44.

2.1K 82 91
                                    

4 Ağustos 2017

İnsanoğluna bahşedilmiş yegane yetenek zihnin zorlandığı yerde kendini korumaya almasıdır. Çoğu zaman uyuyarak yapar bunu, bazen de unutarak.

O yüzden ağlayarak uyuduktan sonra uyandığınız ilk birkaç dakika bir şey hatırlamakta zorlanırsınız. Zihniniz yaşamın içine tekrar dahil olmanız için hazırlar sizi.

Genç kız uyandıktan sonraki ilk birkaç dakikayı en son nerede hatırlamakla geçirmişti bu yüzden. Beyazın hakim olduğu geniş bir odada açmıştı gözlerini. Yerdeki döşemeler dahil her yer beyazdı, üzerinde yattığı yumuşak büyük yatak dahil. Yerinde doğrularak alnını kırıştırırken başındaki korkunç ağrıdan kurtulmaya çalışıyordu.

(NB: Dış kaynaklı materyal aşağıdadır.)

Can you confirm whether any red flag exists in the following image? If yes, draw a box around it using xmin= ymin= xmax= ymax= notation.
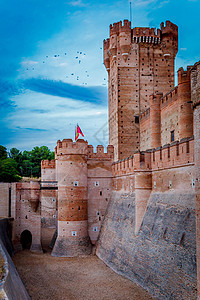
xmin=75 ymin=124 xmax=84 ymax=141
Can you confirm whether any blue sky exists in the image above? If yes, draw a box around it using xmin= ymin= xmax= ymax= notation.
xmin=0 ymin=0 xmax=200 ymax=150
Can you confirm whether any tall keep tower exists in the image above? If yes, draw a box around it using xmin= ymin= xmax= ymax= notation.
xmin=104 ymin=20 xmax=178 ymax=160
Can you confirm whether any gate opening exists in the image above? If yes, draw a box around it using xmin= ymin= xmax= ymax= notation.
xmin=20 ymin=230 xmax=32 ymax=250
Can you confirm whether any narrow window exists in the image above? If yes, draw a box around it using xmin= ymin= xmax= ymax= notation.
xmin=135 ymin=116 xmax=139 ymax=124
xmin=171 ymin=130 xmax=174 ymax=142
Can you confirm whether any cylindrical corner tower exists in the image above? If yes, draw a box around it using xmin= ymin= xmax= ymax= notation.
xmin=52 ymin=139 xmax=91 ymax=257
xmin=178 ymin=67 xmax=193 ymax=140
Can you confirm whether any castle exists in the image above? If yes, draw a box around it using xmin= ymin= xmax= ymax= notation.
xmin=0 ymin=20 xmax=200 ymax=299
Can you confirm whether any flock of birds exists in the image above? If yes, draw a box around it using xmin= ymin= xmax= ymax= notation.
xmin=23 ymin=47 xmax=107 ymax=85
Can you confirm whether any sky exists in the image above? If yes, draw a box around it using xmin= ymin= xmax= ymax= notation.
xmin=0 ymin=0 xmax=200 ymax=150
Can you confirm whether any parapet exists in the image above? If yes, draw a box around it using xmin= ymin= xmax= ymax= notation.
xmin=110 ymin=22 xmax=120 ymax=36
xmin=112 ymin=136 xmax=194 ymax=176
xmin=160 ymin=21 xmax=178 ymax=36
xmin=132 ymin=27 xmax=161 ymax=44
xmin=119 ymin=20 xmax=131 ymax=33
xmin=178 ymin=66 xmax=192 ymax=85
xmin=41 ymin=159 xmax=56 ymax=169
xmin=190 ymin=61 xmax=200 ymax=108
xmin=88 ymin=145 xmax=114 ymax=160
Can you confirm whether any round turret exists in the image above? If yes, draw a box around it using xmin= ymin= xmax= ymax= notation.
xmin=119 ymin=20 xmax=131 ymax=61
xmin=52 ymin=139 xmax=91 ymax=257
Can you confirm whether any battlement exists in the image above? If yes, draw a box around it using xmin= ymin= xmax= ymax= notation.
xmin=160 ymin=21 xmax=178 ymax=35
xmin=110 ymin=21 xmax=121 ymax=36
xmin=57 ymin=139 xmax=88 ymax=156
xmin=160 ymin=86 xmax=178 ymax=109
xmin=190 ymin=61 xmax=200 ymax=107
xmin=119 ymin=20 xmax=131 ymax=33
xmin=112 ymin=137 xmax=194 ymax=176
xmin=41 ymin=159 xmax=56 ymax=169
xmin=178 ymin=66 xmax=192 ymax=84
xmin=88 ymin=145 xmax=114 ymax=160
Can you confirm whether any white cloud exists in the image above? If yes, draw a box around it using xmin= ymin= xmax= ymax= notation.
xmin=69 ymin=0 xmax=86 ymax=7
xmin=132 ymin=0 xmax=157 ymax=6
xmin=21 ymin=60 xmax=38 ymax=65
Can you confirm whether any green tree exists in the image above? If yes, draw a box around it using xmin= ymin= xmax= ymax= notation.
xmin=0 ymin=158 xmax=21 ymax=182
xmin=30 ymin=146 xmax=55 ymax=177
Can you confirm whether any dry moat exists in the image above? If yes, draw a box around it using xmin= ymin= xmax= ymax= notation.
xmin=14 ymin=250 xmax=152 ymax=300
xmin=13 ymin=230 xmax=152 ymax=300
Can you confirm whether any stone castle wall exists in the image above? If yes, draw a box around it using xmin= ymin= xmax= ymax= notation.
xmin=97 ymin=139 xmax=196 ymax=299
xmin=104 ymin=20 xmax=178 ymax=161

Derken gecenin hatıraları zihnine doldu.

İlk önce büyük partiyi hatırladı. Aylar öncesinden organize edilmiş, sosyetenin en büyük partilerinden biriydi. Sonrasında daha az ve daha samimi kişilerle kalabalık bir mekana gitmişlerdi. İçkilerin ardı arkası kesilmiyor, yeni reşit olmuş bu güzel kadının eline sürekli bir kadeh tutuşturuluyordu.

Sonrasında... Her baktığında içini ısıtan yeşilleri hatırladı.

"Seninle bir şey konuşmam lazım." demişti genç adam onu kalabalıktan uzağa çekiştirerek. Abisinin kulağına gitmemesi için korumalarına onları yalnız bırakmalarına dair verdiği kesin emri hatırladı kadın. Sonra o loş bar sokağına çıkışlarını, bir adamın yanlarına gelişini, sevdiği adamın bileğini mengene gibi tutuşunu, kaçmak için debelendiğini...

Kan damarlarında korkuyla hızlanmaya başladı.

O buz mavisi gözlerde mahvolduğunu görmüştü.

Bir anda yattığı yerden panikle kalkıp çıplak ayaklarıyla soğuk zeminde dikildi. Üzerinde hala partide giydiği elbise vardı. Yaşama içgüdüleri bedenini ele geçirirken beyaz kapıya koştu. Panik tüm hücrelerimi sarmış, korkuyla çarpıyordu kalbi.

Kilitliydi.

"Hayır." diye fısıldayarak bir kez daha zorladı kilidi fakat başarılı olamadı. Gözlerinin dolmaya başladığını hissettiğinde kendine hakim olmak için tüm gücünü kullanıyordu. Bu sefer odanın içindeki diğer kapıya koştu.

Bu açıktı ama içerisi bir banyoydu.

Okkalı bir küfür salladı fakat bu, yaşadığı korkunun bastırılması için yapılan aciz bir çabadan başka bir şey değildi. Son bir güçle büyük pencerelere koştu.

Demir parmaklıklar alay eder gibi dikildi karşısına.

Adrenalinin etkisi geçmeye başlarken gözleri doldu. Görüşü bulanıklaşmaya başlamıştı.

Derken kapının kilidinden bir ses geldi.

Hem heyecandan hem de korkudan tekledi kalbi, esmer teninden kan çekilmeye başladı.

Kapı ağır ağır, sessizce açıldı.

En başından beri biliyordu aslında kadın. Daha o gece kurtulmayı başardığı andan beri bu anı yaşayacağının farkındaydı.

İri cüssesini gördüğünde ilk düşündüğü şey adamın ne kadar kocaman olduğu oldu. Boyu abisiyle hemen hemen aynıydı fakat daha iri yarıydı. Kaslarını sarıp sarmalayan beyaz teni vardı adamın, yüzü köşeliydi. Kumral saçlarında sarıya çalan hareler parıldıyordu. Fakat gözleri... Gözlerindeki ifade öyle kan dondurucuydu ki teninin buz kestiğini hissetti.